DEFINITIONS OF COGNITIVE DISTORTIONS

  1. ALL-OR-NOTHING THINKING: You see things in black-and-white categories. If your performance falls short of perfect, you see yourself as a total failure.
  2. OVERGENERALIZATION: You see a single negative event as a never-ending pattern of defeat.
  3. MENTAL FILTER: You pick out a single negative detail and dwell on it exclusively so that your vision becomes darkened, like the drop of ink that discolors the entire beaker of water.
  4. DISQUALIFYING THE POSITIVE: You reject positive experiences by insisting they “don’t count” for some reason or other. In this way you can maintain a negative belief that is contradicted by your everyday experiences.
  5. JUMPING TO CONCLUSIONS: You make a negative interpretation even though there are no definite facts that convincingly support your conclusion.
    • a. Mind Reading: You imagine that you know what other people are thinking.
    • b. The Fortune Teller Error: You imagine that things will turn out badly, and feel convinced that your prediction is an already established fact.
  6. MAGNIFICATION (CATASTROPHIZING) OR MINIMIZATION: You exaggerate the importance of things (like your goof up or someone else’s achievement), or you inappropriately shrink things (your own good qualities or the other person’s imperfections).
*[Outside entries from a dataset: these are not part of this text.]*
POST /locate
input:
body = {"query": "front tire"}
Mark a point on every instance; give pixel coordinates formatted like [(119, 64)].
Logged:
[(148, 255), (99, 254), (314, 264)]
Also known as “the binocular trick.”
  7. EMOTIONAL REASONING: You assume that your negative emotions necessarily reflect the way things really are: “I feel it, it must be true.”
  8. SHOULD STATEMENTS: You try to motivate yourself with shoulds and shouldn’ts, as if you had to be whipped and punished before you could do anything. “Must” and “ought” are equal offenders. The emotional consequence is guilt. When you direct should statements toward others, you feel anger, frustration, and resentment.
  9. LABELING AND MISLABELING: This is an extreme form of overgeneralization. Instead of describing your error, you attach a negative label to yourself: “I’m a loser!” Mislabeling involves describing an event with language that is highly colored and emotionally loaded.
  10. PERSONALIZATION: You see yourself as the cause of some external event which in fact you were not primarily responsible for.